そのため思い込みが激しい人で、設問文を読んだ途端に
あ!これは令和〇年の第〇問と同じパターンだ!
解答は△△の方向性のはずだから
あとは与件文に■■の情報を取りに行くだけだ!
みたいになってしまいがちな場合は、
与件文を先に読む
あるいは
設問から読むが、目を通す程度にする
など自分の個性に合わせた試行錯誤が要ると思います。
「自分がやりやすい方法を見つけることが大切」という曖昧な結論
今回の記事では何度となく「自分がやりやすい方法を見つけることが大切」的なことを書きました。

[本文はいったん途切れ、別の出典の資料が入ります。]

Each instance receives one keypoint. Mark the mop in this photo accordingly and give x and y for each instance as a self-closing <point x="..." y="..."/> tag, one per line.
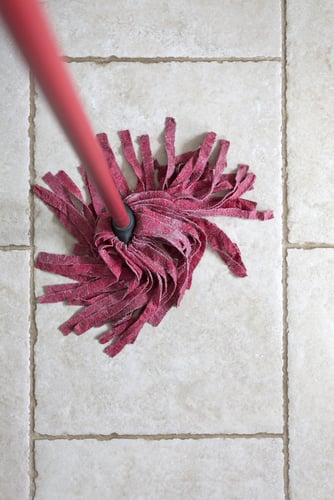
<point x="136" y="249"/>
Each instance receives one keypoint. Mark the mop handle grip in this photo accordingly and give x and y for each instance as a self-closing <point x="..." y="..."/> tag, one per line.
<point x="32" y="33"/>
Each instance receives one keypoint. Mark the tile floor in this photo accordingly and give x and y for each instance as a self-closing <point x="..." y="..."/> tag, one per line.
<point x="232" y="396"/>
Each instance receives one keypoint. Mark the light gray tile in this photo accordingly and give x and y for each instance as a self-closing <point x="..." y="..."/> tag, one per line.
<point x="214" y="364"/>
<point x="148" y="29"/>
<point x="311" y="373"/>
<point x="310" y="121"/>
<point x="14" y="374"/>
<point x="14" y="145"/>
<point x="160" y="470"/>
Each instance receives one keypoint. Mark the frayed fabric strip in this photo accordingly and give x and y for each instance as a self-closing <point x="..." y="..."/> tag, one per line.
<point x="125" y="286"/>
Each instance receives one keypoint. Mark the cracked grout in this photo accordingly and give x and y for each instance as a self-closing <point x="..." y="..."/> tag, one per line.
<point x="32" y="327"/>
<point x="154" y="437"/>
<point x="157" y="60"/>
<point x="285" y="239"/>
<point x="308" y="245"/>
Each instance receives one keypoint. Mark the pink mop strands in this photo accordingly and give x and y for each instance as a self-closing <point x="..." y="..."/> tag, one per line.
<point x="127" y="286"/>
<point x="136" y="251"/>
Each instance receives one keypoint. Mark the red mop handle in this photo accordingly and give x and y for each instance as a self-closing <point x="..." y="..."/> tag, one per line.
<point x="36" y="41"/>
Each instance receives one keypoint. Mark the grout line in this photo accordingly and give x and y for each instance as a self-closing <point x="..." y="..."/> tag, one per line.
<point x="285" y="239"/>
<point x="153" y="437"/>
<point x="308" y="245"/>
<point x="8" y="248"/>
<point x="155" y="60"/>
<point x="32" y="328"/>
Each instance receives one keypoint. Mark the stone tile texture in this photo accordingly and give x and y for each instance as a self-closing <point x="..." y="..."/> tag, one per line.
<point x="190" y="28"/>
<point x="160" y="470"/>
<point x="14" y="375"/>
<point x="14" y="145"/>
<point x="214" y="364"/>
<point x="311" y="373"/>
<point x="310" y="72"/>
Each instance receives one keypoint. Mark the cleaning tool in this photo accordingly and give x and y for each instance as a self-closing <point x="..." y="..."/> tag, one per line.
<point x="127" y="281"/>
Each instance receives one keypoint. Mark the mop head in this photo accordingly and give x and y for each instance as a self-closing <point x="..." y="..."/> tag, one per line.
<point x="126" y="286"/>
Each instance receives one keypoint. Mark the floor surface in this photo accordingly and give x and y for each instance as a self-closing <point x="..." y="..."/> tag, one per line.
<point x="232" y="395"/>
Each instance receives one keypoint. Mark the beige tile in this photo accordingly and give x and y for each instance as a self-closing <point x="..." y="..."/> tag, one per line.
<point x="214" y="364"/>
<point x="14" y="374"/>
<point x="149" y="29"/>
<point x="160" y="470"/>
<point x="14" y="145"/>
<point x="311" y="120"/>
<point x="311" y="373"/>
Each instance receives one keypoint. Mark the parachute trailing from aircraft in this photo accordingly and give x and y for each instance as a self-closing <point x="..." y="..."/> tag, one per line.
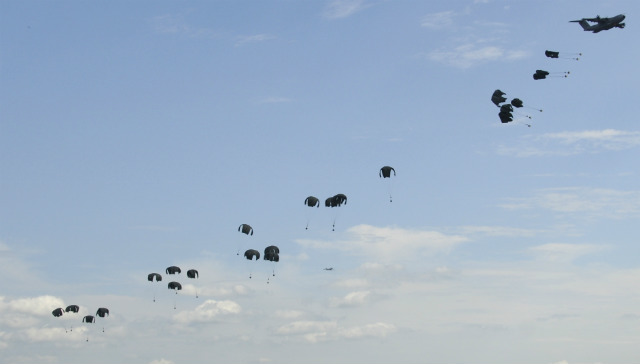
<point x="102" y="312"/>
<point x="335" y="201"/>
<point x="498" y="97"/>
<point x="541" y="74"/>
<point x="246" y="229"/>
<point x="271" y="254"/>
<point x="312" y="201"/>
<point x="555" y="54"/>
<point x="173" y="270"/>
<point x="154" y="277"/>
<point x="385" y="172"/>
<point x="251" y="253"/>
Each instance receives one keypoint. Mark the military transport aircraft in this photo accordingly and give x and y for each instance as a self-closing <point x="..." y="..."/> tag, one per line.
<point x="601" y="23"/>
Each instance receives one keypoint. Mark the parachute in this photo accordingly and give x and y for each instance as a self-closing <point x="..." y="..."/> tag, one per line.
<point x="385" y="172"/>
<point x="271" y="254"/>
<point x="175" y="286"/>
<point x="311" y="201"/>
<point x="102" y="312"/>
<point x="173" y="270"/>
<point x="541" y="74"/>
<point x="335" y="201"/>
<point x="498" y="97"/>
<point x="246" y="229"/>
<point x="155" y="276"/>
<point x="250" y="254"/>
<point x="555" y="54"/>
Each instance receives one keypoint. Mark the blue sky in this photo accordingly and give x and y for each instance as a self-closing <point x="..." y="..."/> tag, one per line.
<point x="139" y="135"/>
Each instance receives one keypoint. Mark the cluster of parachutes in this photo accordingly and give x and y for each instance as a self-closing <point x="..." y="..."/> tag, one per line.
<point x="89" y="319"/>
<point x="271" y="254"/>
<point x="506" y="110"/>
<point x="542" y="74"/>
<point x="173" y="285"/>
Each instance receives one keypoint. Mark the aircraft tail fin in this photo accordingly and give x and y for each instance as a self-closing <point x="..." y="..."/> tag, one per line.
<point x="584" y="23"/>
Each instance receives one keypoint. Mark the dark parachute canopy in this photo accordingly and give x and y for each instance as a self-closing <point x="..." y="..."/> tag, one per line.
<point x="555" y="54"/>
<point x="173" y="270"/>
<point x="498" y="97"/>
<point x="246" y="229"/>
<point x="57" y="312"/>
<point x="505" y="113"/>
<point x="385" y="172"/>
<point x="541" y="74"/>
<point x="271" y="253"/>
<point x="251" y="253"/>
<point x="175" y="286"/>
<point x="155" y="276"/>
<point x="336" y="201"/>
<point x="517" y="103"/>
<point x="312" y="201"/>
<point x="102" y="312"/>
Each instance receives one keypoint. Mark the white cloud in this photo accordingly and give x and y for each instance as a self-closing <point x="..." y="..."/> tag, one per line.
<point x="498" y="231"/>
<point x="378" y="329"/>
<point x="438" y="20"/>
<point x="315" y="331"/>
<point x="352" y="283"/>
<point x="572" y="143"/>
<point x="389" y="243"/>
<point x="343" y="8"/>
<point x="352" y="299"/>
<point x="558" y="252"/>
<point x="594" y="202"/>
<point x="41" y="306"/>
<point x="161" y="361"/>
<point x="208" y="311"/>
<point x="468" y="55"/>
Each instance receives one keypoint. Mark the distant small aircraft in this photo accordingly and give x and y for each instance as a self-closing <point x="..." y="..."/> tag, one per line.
<point x="601" y="23"/>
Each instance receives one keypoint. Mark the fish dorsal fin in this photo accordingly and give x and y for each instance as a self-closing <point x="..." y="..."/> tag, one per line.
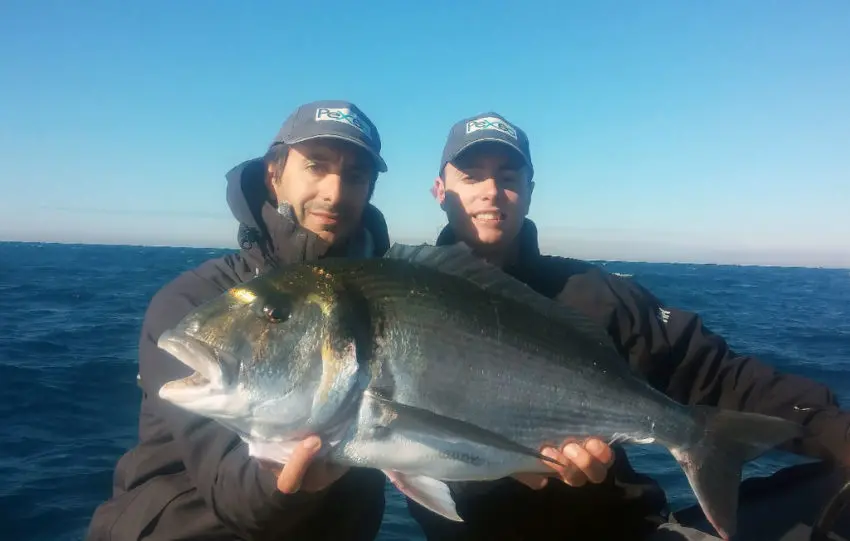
<point x="459" y="260"/>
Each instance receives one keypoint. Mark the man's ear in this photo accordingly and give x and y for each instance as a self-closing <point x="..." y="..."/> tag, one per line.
<point x="528" y="198"/>
<point x="438" y="190"/>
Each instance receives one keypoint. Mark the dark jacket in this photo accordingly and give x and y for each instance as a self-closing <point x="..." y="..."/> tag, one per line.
<point x="190" y="478"/>
<point x="677" y="354"/>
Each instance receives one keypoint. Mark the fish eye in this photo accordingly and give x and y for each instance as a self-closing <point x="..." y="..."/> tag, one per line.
<point x="274" y="308"/>
<point x="275" y="314"/>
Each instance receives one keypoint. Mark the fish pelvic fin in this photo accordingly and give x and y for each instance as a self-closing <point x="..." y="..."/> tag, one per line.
<point x="459" y="260"/>
<point x="430" y="493"/>
<point x="713" y="463"/>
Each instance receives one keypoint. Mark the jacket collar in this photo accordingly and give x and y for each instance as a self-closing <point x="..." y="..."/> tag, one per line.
<point x="529" y="249"/>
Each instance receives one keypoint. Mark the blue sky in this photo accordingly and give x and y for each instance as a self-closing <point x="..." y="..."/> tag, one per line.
<point x="660" y="130"/>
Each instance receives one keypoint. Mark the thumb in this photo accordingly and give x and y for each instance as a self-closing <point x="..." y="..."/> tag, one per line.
<point x="289" y="480"/>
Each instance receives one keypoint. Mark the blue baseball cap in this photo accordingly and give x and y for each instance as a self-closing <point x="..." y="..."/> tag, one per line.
<point x="334" y="119"/>
<point x="485" y="127"/>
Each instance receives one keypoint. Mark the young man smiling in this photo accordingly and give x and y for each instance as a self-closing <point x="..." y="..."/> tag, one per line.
<point x="191" y="478"/>
<point x="485" y="188"/>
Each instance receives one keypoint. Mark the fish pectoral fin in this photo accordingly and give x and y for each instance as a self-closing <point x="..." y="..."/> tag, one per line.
<point x="418" y="424"/>
<point x="279" y="452"/>
<point x="427" y="492"/>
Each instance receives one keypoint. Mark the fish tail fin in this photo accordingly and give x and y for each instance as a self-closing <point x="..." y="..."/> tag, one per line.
<point x="723" y="442"/>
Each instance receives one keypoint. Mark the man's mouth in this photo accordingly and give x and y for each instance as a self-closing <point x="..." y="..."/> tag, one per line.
<point x="325" y="217"/>
<point x="490" y="216"/>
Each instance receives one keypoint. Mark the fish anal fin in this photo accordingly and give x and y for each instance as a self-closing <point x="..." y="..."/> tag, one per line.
<point x="459" y="260"/>
<point x="413" y="421"/>
<point x="277" y="452"/>
<point x="427" y="492"/>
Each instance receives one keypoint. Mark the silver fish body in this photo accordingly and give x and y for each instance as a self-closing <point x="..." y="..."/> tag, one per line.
<point x="433" y="366"/>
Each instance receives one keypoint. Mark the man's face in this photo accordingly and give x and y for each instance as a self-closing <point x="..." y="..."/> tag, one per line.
<point x="486" y="195"/>
<point x="328" y="183"/>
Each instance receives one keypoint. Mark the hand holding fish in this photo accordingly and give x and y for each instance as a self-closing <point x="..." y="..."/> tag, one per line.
<point x="585" y="462"/>
<point x="302" y="474"/>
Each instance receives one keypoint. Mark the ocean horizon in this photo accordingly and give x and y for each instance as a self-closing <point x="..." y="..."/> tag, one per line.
<point x="71" y="315"/>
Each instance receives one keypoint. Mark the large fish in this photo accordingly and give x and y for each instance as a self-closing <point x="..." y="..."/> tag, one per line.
<point x="431" y="365"/>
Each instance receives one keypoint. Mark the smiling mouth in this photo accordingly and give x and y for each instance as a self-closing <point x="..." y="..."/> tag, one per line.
<point x="326" y="217"/>
<point x="489" y="217"/>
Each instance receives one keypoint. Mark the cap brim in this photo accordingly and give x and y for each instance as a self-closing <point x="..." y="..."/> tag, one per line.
<point x="508" y="144"/>
<point x="379" y="161"/>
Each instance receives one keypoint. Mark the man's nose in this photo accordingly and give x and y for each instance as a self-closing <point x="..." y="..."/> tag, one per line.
<point x="331" y="188"/>
<point x="489" y="188"/>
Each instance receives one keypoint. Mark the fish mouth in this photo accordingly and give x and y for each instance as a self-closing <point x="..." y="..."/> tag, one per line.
<point x="208" y="375"/>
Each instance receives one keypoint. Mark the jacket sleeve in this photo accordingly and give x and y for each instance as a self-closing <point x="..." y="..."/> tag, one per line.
<point x="241" y="492"/>
<point x="678" y="355"/>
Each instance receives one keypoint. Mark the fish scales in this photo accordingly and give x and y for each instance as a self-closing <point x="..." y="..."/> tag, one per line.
<point x="431" y="365"/>
<point x="518" y="356"/>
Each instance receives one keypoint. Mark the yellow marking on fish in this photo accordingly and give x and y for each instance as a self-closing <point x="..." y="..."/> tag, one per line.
<point x="332" y="366"/>
<point x="242" y="294"/>
<point x="321" y="302"/>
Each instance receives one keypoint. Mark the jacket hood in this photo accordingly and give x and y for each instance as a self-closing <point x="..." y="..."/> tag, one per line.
<point x="270" y="238"/>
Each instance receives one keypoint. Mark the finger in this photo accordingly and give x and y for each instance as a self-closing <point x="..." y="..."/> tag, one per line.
<point x="321" y="475"/>
<point x="534" y="481"/>
<point x="290" y="478"/>
<point x="600" y="451"/>
<point x="569" y="472"/>
<point x="594" y="470"/>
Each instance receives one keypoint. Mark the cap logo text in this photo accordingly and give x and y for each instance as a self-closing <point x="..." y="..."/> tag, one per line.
<point x="490" y="123"/>
<point x="344" y="115"/>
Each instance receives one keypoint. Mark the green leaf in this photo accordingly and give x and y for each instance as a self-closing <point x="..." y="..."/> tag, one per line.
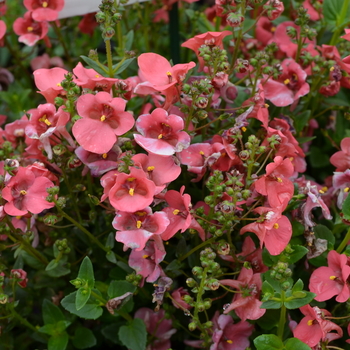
<point x="298" y="252"/>
<point x="83" y="295"/>
<point x="58" y="342"/>
<point x="268" y="342"/>
<point x="346" y="208"/>
<point x="94" y="65"/>
<point x="118" y="288"/>
<point x="295" y="343"/>
<point x="91" y="310"/>
<point x="299" y="302"/>
<point x="86" y="272"/>
<point x="84" y="338"/>
<point x="324" y="232"/>
<point x="134" y="335"/>
<point x="271" y="304"/>
<point x="122" y="67"/>
<point x="51" y="313"/>
<point x="267" y="288"/>
<point x="332" y="11"/>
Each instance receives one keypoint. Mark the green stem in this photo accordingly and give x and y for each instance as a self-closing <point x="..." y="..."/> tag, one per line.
<point x="344" y="242"/>
<point x="26" y="246"/>
<point x="203" y="244"/>
<point x="88" y="233"/>
<point x="282" y="321"/>
<point x="60" y="38"/>
<point x="109" y="58"/>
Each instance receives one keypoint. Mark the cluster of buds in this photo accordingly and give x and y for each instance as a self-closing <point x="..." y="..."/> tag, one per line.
<point x="108" y="17"/>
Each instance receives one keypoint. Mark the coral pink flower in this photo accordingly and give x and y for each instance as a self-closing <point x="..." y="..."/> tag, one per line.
<point x="161" y="133"/>
<point x="158" y="327"/>
<point x="246" y="303"/>
<point x="178" y="296"/>
<point x="29" y="30"/>
<point x="88" y="24"/>
<point x="341" y="159"/>
<point x="274" y="9"/>
<point x="135" y="229"/>
<point x="289" y="87"/>
<point x="161" y="170"/>
<point x="229" y="336"/>
<point x="45" y="123"/>
<point x="275" y="183"/>
<point x="89" y="79"/>
<point x="44" y="61"/>
<point x="329" y="281"/>
<point x="99" y="163"/>
<point x="44" y="10"/>
<point x="209" y="39"/>
<point x="21" y="276"/>
<point x="131" y="192"/>
<point x="273" y="229"/>
<point x="26" y="193"/>
<point x="159" y="76"/>
<point x="146" y="262"/>
<point x="2" y="32"/>
<point x="103" y="118"/>
<point x="179" y="214"/>
<point x="314" y="327"/>
<point x="48" y="81"/>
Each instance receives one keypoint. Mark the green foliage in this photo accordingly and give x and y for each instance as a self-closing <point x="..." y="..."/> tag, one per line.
<point x="134" y="335"/>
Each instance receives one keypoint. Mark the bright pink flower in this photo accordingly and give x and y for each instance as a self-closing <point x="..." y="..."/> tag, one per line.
<point x="99" y="163"/>
<point x="146" y="262"/>
<point x="273" y="229"/>
<point x="44" y="10"/>
<point x="314" y="327"/>
<point x="275" y="184"/>
<point x="158" y="327"/>
<point x="229" y="336"/>
<point x="347" y="34"/>
<point x="160" y="169"/>
<point x="48" y="81"/>
<point x="161" y="133"/>
<point x="159" y="76"/>
<point x="29" y="30"/>
<point x="179" y="214"/>
<point x="103" y="118"/>
<point x="135" y="229"/>
<point x="2" y="32"/>
<point x="26" y="193"/>
<point x="289" y="87"/>
<point x="21" y="276"/>
<point x="274" y="9"/>
<point x="178" y="296"/>
<point x="314" y="15"/>
<point x="329" y="281"/>
<point x="131" y="192"/>
<point x="210" y="39"/>
<point x="341" y="159"/>
<point x="44" y="61"/>
<point x="89" y="79"/>
<point x="246" y="303"/>
<point x="45" y="124"/>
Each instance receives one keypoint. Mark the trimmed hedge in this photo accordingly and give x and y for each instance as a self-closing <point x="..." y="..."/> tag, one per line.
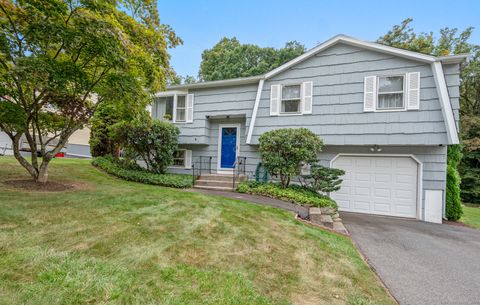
<point x="293" y="193"/>
<point x="141" y="175"/>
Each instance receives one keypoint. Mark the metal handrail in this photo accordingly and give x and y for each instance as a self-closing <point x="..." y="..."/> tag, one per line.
<point x="238" y="165"/>
<point x="199" y="167"/>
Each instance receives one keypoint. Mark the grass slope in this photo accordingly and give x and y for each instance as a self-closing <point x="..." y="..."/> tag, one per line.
<point x="118" y="242"/>
<point x="471" y="215"/>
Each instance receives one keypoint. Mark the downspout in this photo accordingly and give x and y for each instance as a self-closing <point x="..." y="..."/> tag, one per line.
<point x="255" y="109"/>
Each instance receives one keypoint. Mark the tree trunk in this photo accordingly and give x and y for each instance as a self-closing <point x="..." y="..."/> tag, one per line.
<point x="42" y="176"/>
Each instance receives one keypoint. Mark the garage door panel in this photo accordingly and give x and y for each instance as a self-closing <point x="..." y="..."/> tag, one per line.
<point x="378" y="185"/>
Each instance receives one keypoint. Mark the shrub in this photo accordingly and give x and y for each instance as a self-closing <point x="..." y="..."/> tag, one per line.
<point x="101" y="140"/>
<point x="152" y="141"/>
<point x="283" y="151"/>
<point x="137" y="174"/>
<point x="323" y="179"/>
<point x="453" y="202"/>
<point x="293" y="193"/>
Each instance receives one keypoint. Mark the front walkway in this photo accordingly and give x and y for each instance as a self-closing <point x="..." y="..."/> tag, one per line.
<point x="300" y="210"/>
<point x="421" y="263"/>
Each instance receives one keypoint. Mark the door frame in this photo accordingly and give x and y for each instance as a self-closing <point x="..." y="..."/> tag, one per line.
<point x="419" y="214"/>
<point x="219" y="149"/>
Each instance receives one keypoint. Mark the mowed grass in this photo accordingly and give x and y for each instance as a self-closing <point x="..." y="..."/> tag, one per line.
<point x="117" y="242"/>
<point x="471" y="215"/>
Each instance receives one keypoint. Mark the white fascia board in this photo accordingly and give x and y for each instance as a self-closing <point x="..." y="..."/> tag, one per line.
<point x="444" y="98"/>
<point x="217" y="83"/>
<point x="354" y="42"/>
<point x="254" y="112"/>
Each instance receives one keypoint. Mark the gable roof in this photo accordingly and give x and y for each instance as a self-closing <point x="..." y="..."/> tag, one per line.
<point x="426" y="58"/>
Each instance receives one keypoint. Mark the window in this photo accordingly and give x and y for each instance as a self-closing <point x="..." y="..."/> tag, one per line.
<point x="179" y="158"/>
<point x="290" y="99"/>
<point x="180" y="111"/>
<point x="390" y="92"/>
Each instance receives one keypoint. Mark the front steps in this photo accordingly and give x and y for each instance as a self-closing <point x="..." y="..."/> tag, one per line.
<point x="218" y="182"/>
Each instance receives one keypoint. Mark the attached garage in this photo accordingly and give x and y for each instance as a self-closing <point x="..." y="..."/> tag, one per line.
<point x="376" y="184"/>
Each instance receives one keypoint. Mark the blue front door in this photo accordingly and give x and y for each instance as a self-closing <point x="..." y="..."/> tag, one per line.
<point x="229" y="147"/>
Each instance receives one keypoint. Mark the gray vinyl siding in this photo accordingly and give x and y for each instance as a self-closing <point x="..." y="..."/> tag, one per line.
<point x="338" y="117"/>
<point x="452" y="77"/>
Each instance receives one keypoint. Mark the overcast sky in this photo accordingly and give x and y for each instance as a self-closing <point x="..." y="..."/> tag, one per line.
<point x="201" y="24"/>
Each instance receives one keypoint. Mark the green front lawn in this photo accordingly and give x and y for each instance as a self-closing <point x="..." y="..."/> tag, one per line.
<point x="471" y="215"/>
<point x="111" y="241"/>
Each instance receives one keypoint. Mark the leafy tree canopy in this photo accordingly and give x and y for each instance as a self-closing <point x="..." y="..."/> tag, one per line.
<point x="60" y="59"/>
<point x="230" y="59"/>
<point x="451" y="41"/>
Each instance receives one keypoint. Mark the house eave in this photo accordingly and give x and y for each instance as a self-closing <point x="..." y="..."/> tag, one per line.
<point x="217" y="83"/>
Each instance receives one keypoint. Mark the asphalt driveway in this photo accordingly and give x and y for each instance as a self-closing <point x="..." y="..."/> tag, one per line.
<point x="420" y="263"/>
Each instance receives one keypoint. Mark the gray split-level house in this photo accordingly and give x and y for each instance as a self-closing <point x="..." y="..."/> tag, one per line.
<point x="386" y="117"/>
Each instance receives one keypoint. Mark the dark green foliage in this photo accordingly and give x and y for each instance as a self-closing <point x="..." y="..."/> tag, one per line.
<point x="293" y="193"/>
<point x="283" y="151"/>
<point x="132" y="172"/>
<point x="152" y="141"/>
<point x="230" y="59"/>
<point x="452" y="200"/>
<point x="323" y="179"/>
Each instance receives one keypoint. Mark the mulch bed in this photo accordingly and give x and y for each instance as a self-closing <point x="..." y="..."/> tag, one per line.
<point x="50" y="186"/>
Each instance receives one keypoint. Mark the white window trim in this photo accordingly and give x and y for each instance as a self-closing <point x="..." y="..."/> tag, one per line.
<point x="175" y="95"/>
<point x="404" y="108"/>
<point x="184" y="159"/>
<point x="300" y="102"/>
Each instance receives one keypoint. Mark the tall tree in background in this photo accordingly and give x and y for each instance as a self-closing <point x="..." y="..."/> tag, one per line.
<point x="450" y="41"/>
<point x="230" y="59"/>
<point x="59" y="60"/>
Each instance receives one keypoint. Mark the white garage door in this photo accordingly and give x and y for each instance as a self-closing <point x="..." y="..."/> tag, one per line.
<point x="378" y="185"/>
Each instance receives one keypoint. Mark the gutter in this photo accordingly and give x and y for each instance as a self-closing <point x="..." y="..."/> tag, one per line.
<point x="255" y="110"/>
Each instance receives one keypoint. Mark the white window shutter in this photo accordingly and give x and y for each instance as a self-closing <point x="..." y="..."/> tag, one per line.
<point x="188" y="158"/>
<point x="370" y="93"/>
<point x="275" y="96"/>
<point x="189" y="108"/>
<point x="307" y="96"/>
<point x="413" y="90"/>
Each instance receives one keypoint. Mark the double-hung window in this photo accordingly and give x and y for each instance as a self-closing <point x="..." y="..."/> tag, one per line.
<point x="290" y="102"/>
<point x="179" y="158"/>
<point x="390" y="92"/>
<point x="181" y="109"/>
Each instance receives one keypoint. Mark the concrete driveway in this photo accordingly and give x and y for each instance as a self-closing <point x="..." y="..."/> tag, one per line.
<point x="420" y="263"/>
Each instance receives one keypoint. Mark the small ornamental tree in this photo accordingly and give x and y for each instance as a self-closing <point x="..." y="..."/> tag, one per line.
<point x="152" y="141"/>
<point x="323" y="179"/>
<point x="61" y="59"/>
<point x="283" y="151"/>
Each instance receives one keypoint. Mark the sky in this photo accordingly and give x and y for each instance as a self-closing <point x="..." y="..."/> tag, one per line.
<point x="270" y="23"/>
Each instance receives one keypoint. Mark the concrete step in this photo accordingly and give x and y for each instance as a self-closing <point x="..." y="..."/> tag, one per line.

結論というか最適解が欲しい受験生の方からすると読んでいてストレスが溜まったかもしれませんが、これについては…
2次試験はそういうもんだから、しゃーない
としか言いようがありません。
解答を書くのがやたらと速い人、速読でも読み落としが無い人など、あなたには無い能力を持った人のやり方を真似ても合格は難しいと思います。
面倒臭いですが
・速攻・遅攻
・設問から読む・与件文から読む
・多色マーカーを使う、使わない
など思いつく限り試し、自分に合った方法を模索するのが合格への近道です。
なお、ごくまれにそういった工夫を全くせずに、
単に国語の問題だと思って解いたら受かっちゃった
という方がいますが、そういう方の真似はしたくでもできないので、ここでは考えないことにします。
ということで、今回はここまで。